Certes, on pourrait réduire Mademoiselle Drot à première vue à un mélo historique facile et larmoyant, d’autant que tout dans l’intrigue relativement basique et sans réel rebondissement, se prête à ce constat. En effleurant des personnages à la psychologie peu fouillée, le réalisateur ne manque pas de me frustrer, tout en cultivant une louable simplicité qui devient finalement un atout.  C’est bien la dimension sacrificielle troublante de cette femme forte et secrète que je retiens principalement et qui m’interroge.

Surnommée « Vieille France », Mademoiselle Drot incarne le reflet d’une France partagée où l’on questionne la notion du « bon français ». Chaque scène confronte Mademoiselle Drot à ses croyances et cette constance sauve la fiction. Son austérité et son apparente distance entretenue par son refus de se livrer, se muent progressivement en bonté et en total don de soi désintéressé. Bénédicte Drot est amenée à explorer, comprendre et gérer ses contradictions morales, ce qui en fait un personnage touchant et prenant. En définitive, l’essentiel de l’intérêt du téléfilm tient à la capacité de Mademoiselle Drot à entretenir farouchement le non-dit et à transmettre son affection, son amitié et son amour pour Antoinette et son fils Maxime, à travers des silences très parlants, une présence et une pudeur chargés d’une formidable force dramatique.

Si autre bémol il y a, c’est sûrement dans le recours quasi systématique à des ressorts émotionnels un peu trop faciles par moment. La ficelle si évidente et pratique soit-elle n’en reste pas moins efficace, puisqu’on ne peut s’empêcher de rentrer en empathie avec cette Mademoiselle Drot malgré la sécheresse de son ton, la dureté de son regard … Plutôt que de la juger pour ses faiblesses de mère incapable de s’occuper de sa propre fille, on admire la femme qui choisit d’élever un enfant qui n’est pas le sien pour lui transmettre tout l’amour que lui a inspiré sa mère disparue.

Louise Monot est magnifique. L’actrice intuitive et dotée d’une belle palette d’émotions se glisse avec talent et intelligence dans la peau de Mademoiselle Drot. Mélanie Bernier interprète sa patronne joviale et aimante et lui rend la réplique avec tout autant de conviction. On ressent dans son personnage d’Antoinette Treives une légèreté et une fraîcheur pourtant constamment mêlée de gravité.

Au final, Mademoiselle Drot s’avère une réussite, alors que certains choix du metteur en scène auraient pu réduire ce téléfilm à un simple mélodrame sans grande surprise. La réalisation est sobre et maîtrisée malgré quelques grossières erreurs de plans truqués. Mademoiselle Drot est une oeuvre sincère, qui sait toucher sans mièvrerie et devrait vous arracher quelques larmes. Tous les acteurs jouent justes et nous transportent dans une histoire bouleversante et même attendrissante, malgré ses drames.
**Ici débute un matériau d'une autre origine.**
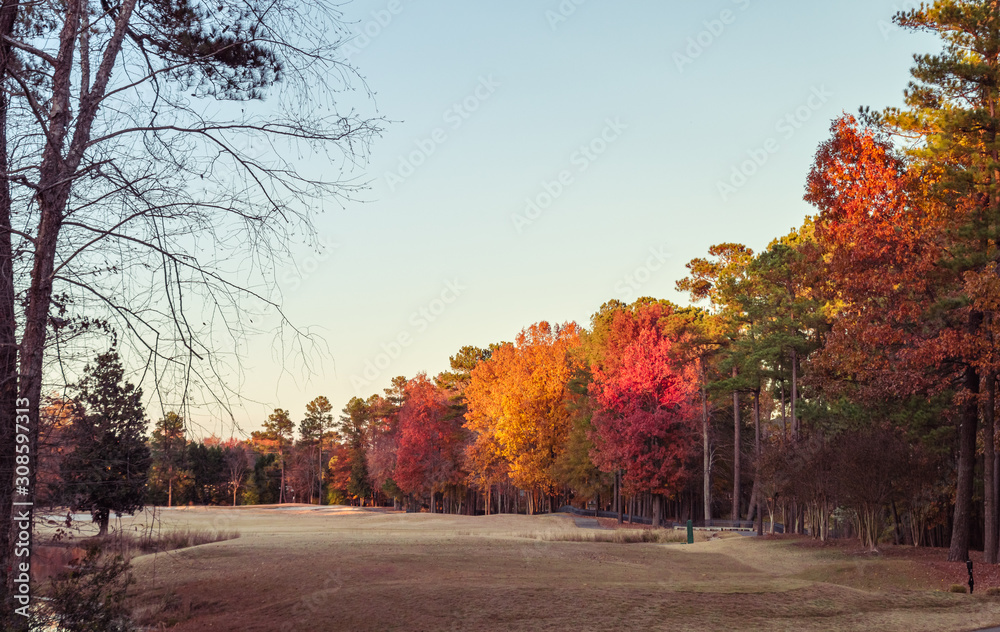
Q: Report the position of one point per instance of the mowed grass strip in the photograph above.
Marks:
(363, 571)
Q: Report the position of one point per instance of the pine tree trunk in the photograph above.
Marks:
(706, 453)
(756, 479)
(962, 522)
(795, 394)
(989, 474)
(736, 453)
(618, 495)
(103, 517)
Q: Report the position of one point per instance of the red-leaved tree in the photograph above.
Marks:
(645, 424)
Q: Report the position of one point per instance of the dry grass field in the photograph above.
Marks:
(342, 569)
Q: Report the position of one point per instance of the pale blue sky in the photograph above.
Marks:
(444, 239)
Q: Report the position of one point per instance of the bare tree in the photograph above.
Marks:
(133, 194)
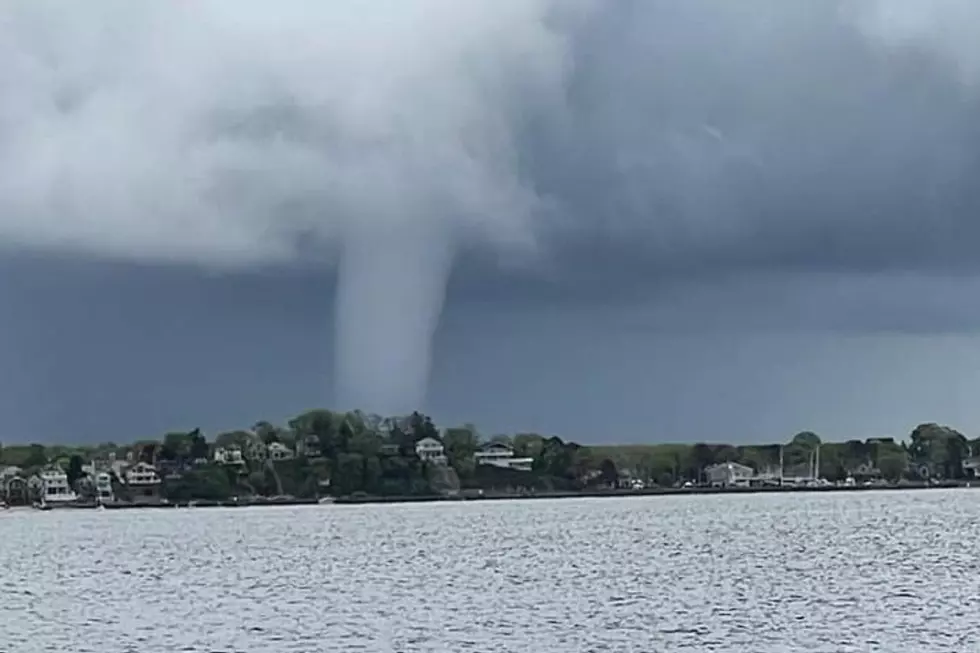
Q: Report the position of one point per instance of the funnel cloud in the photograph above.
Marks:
(582, 146)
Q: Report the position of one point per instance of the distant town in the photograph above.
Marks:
(322, 456)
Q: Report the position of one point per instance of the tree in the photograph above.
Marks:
(893, 464)
(806, 440)
(198, 445)
(75, 472)
(37, 456)
(608, 474)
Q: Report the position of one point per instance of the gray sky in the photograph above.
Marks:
(659, 221)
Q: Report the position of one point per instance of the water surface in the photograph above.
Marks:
(873, 571)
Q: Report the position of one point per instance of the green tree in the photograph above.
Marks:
(74, 471)
(348, 474)
(892, 464)
(37, 456)
(608, 474)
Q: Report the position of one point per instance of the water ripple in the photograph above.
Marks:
(768, 574)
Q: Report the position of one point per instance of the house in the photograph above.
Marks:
(501, 454)
(389, 449)
(430, 450)
(143, 482)
(309, 447)
(277, 451)
(103, 488)
(728, 475)
(55, 487)
(256, 450)
(971, 467)
(13, 486)
(229, 456)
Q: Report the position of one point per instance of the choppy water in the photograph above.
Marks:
(749, 574)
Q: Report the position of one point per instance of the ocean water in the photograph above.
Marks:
(871, 571)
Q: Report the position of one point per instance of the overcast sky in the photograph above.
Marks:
(666, 221)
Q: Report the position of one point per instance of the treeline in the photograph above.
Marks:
(349, 453)
(930, 451)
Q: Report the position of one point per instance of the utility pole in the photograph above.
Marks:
(816, 463)
(780, 465)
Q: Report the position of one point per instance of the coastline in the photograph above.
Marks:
(471, 495)
(647, 492)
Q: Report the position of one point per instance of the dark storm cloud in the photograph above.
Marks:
(707, 139)
(605, 175)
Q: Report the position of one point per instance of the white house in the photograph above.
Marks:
(103, 487)
(143, 481)
(55, 487)
(430, 450)
(501, 454)
(229, 456)
(308, 447)
(278, 451)
(255, 450)
(729, 474)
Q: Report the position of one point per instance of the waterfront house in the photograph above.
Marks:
(389, 449)
(143, 482)
(431, 450)
(55, 487)
(971, 467)
(501, 454)
(728, 475)
(309, 447)
(229, 456)
(103, 487)
(256, 450)
(13, 486)
(277, 451)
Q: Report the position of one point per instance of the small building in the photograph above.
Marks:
(431, 450)
(55, 487)
(103, 488)
(229, 456)
(257, 451)
(309, 447)
(501, 454)
(971, 467)
(143, 482)
(277, 451)
(13, 486)
(729, 475)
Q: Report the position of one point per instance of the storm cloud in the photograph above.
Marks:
(650, 158)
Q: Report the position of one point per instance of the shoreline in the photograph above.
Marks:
(648, 492)
(471, 495)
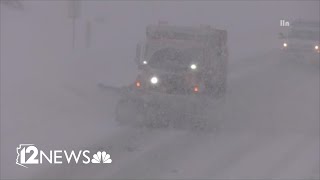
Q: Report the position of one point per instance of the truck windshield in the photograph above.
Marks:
(173, 60)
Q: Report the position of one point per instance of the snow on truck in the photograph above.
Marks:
(181, 81)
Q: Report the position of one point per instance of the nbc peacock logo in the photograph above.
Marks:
(29, 154)
(101, 157)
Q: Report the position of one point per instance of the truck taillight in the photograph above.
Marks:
(138, 84)
(196, 89)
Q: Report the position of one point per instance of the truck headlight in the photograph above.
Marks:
(154, 80)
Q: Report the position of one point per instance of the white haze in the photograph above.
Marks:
(49, 93)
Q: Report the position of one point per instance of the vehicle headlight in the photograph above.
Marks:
(154, 80)
(193, 66)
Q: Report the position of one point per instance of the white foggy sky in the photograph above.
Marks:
(252, 25)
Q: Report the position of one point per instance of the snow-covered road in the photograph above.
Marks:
(271, 130)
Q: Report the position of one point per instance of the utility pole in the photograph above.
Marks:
(74, 11)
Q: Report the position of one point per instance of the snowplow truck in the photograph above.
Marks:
(181, 81)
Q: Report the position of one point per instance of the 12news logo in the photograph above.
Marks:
(28, 154)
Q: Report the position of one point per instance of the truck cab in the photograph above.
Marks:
(182, 60)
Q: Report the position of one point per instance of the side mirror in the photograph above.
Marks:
(281, 36)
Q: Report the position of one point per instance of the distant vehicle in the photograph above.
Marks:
(302, 40)
(181, 81)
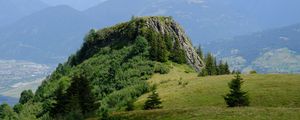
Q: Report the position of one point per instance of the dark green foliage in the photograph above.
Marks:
(236, 97)
(153, 101)
(141, 45)
(26, 95)
(178, 54)
(211, 66)
(158, 50)
(200, 52)
(6, 113)
(78, 97)
(253, 72)
(110, 69)
(18, 107)
(129, 105)
(161, 68)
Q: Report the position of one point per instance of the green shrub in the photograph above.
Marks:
(236, 97)
(153, 101)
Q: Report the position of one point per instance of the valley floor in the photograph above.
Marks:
(186, 96)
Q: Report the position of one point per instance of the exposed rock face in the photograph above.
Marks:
(166, 25)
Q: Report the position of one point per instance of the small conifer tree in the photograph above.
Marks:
(236, 97)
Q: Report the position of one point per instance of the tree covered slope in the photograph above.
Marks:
(272, 96)
(111, 69)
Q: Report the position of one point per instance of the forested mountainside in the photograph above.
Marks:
(111, 69)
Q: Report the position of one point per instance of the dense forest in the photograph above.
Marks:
(110, 70)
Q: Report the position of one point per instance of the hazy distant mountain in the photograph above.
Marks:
(12, 10)
(205, 20)
(9, 100)
(46, 36)
(52, 34)
(77, 4)
(259, 50)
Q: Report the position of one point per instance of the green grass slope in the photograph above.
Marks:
(186, 96)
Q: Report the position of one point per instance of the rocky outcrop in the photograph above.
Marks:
(166, 25)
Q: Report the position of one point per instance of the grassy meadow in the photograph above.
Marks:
(187, 96)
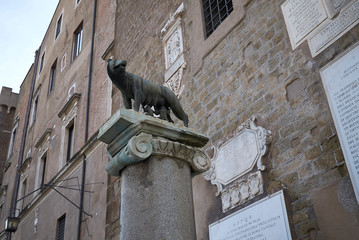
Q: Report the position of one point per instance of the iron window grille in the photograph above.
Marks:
(214, 13)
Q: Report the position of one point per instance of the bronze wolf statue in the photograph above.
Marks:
(145, 93)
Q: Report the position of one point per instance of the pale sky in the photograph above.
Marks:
(23, 24)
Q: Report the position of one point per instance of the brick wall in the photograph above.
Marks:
(252, 71)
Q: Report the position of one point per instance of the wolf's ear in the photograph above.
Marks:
(123, 63)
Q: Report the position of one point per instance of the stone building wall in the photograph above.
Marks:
(254, 71)
(8, 103)
(48, 134)
(249, 69)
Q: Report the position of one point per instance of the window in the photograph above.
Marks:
(63, 62)
(60, 233)
(12, 140)
(42, 62)
(35, 104)
(77, 41)
(70, 141)
(43, 170)
(23, 193)
(58, 26)
(214, 13)
(52, 76)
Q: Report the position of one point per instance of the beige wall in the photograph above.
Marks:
(47, 206)
(245, 68)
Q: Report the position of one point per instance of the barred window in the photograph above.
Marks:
(214, 12)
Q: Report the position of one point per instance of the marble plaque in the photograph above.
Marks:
(243, 147)
(233, 164)
(333, 7)
(334, 29)
(264, 220)
(301, 17)
(341, 82)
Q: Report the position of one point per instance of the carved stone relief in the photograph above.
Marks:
(173, 48)
(141, 147)
(233, 163)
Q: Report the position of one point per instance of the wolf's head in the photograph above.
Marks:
(116, 66)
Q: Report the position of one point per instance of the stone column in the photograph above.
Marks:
(155, 160)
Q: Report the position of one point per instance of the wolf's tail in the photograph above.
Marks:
(175, 105)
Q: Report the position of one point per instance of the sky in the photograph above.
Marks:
(23, 24)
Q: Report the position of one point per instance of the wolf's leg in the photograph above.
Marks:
(138, 96)
(163, 113)
(148, 110)
(127, 102)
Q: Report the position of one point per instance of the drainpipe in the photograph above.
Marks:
(23, 141)
(87, 120)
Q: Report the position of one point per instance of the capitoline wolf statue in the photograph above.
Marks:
(155, 99)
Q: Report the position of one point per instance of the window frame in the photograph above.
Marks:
(12, 139)
(214, 11)
(53, 72)
(77, 41)
(43, 163)
(61, 223)
(42, 62)
(58, 26)
(70, 140)
(35, 105)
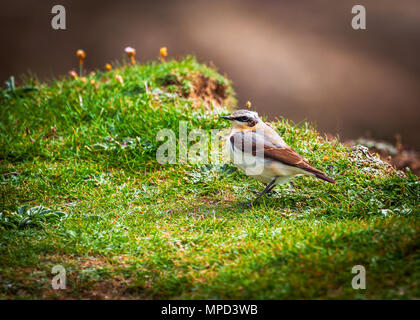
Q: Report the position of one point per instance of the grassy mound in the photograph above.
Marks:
(81, 188)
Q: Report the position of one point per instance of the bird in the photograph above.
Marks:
(256, 148)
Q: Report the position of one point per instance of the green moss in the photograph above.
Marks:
(176, 231)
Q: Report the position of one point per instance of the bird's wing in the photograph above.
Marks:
(254, 143)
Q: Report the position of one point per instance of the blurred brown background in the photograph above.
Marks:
(298, 59)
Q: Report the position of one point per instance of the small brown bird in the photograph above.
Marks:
(257, 148)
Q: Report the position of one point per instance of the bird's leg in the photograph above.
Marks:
(267, 189)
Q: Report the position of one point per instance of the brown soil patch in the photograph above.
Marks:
(396, 154)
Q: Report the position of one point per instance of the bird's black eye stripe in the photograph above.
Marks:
(242, 119)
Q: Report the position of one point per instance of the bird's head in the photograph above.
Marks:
(243, 119)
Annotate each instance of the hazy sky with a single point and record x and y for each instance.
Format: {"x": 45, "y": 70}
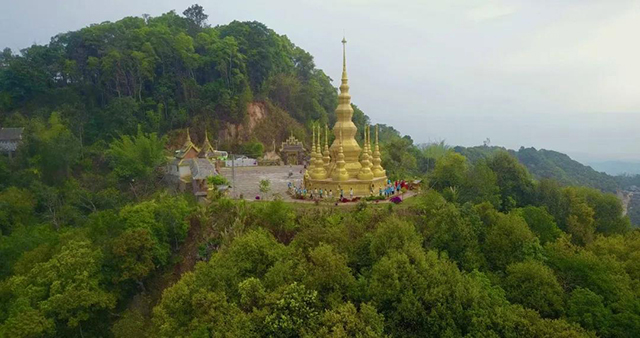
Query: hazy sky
{"x": 561, "y": 75}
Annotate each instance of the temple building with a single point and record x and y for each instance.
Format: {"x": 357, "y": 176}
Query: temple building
{"x": 191, "y": 166}
{"x": 292, "y": 151}
{"x": 345, "y": 165}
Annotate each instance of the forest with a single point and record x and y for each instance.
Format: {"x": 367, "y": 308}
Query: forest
{"x": 93, "y": 245}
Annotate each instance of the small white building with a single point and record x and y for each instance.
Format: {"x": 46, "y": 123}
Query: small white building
{"x": 191, "y": 167}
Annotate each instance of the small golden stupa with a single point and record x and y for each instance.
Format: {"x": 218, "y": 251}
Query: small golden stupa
{"x": 344, "y": 165}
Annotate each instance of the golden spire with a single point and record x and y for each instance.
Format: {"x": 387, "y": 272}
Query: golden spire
{"x": 369, "y": 146}
{"x": 377, "y": 168}
{"x": 318, "y": 172}
{"x": 188, "y": 144}
{"x": 312, "y": 161}
{"x": 340, "y": 174}
{"x": 206, "y": 148}
{"x": 344, "y": 124}
{"x": 365, "y": 172}
{"x": 326, "y": 157}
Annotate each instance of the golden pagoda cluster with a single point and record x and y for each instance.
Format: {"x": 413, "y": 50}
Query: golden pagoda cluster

Le téléfilm est une bonne introduction pour donner envie de lire le roman, qui allie poésie, nostalgie et humanisme.


Bande-annonce : Melle Drot par france5

Sandrine Monllor (Fuchinran)

5 commentaires sur “Mademoiselle Drot ; un téléfilm touchant sur le sens du devoir”

  1. J ai vu ce film hier grâce à votre lien. J ai apprécié les interprétations des deux héroïnes. Je le recommande aux autres lecteurs, à mon tour.

  2. Très beau téléfilm qui interprète parfaitement le livre « Vieille France » d’Hélène Millerand (paru en 2010. Existe en poche)

  3. Oui je l’ai vue, très bien joué. Il est rare que je ne descende pas de ma bicyclette avant la fin d’un téléfilm. J’ai aimé la rigide droiture de « vieille France » comme on appelait cette gouvernante. C’était fascinant de voir comment elle a accepté son destin et l’a sublimé. Elle avait quelque chose de nietzschéen, qui m’a énormément plu.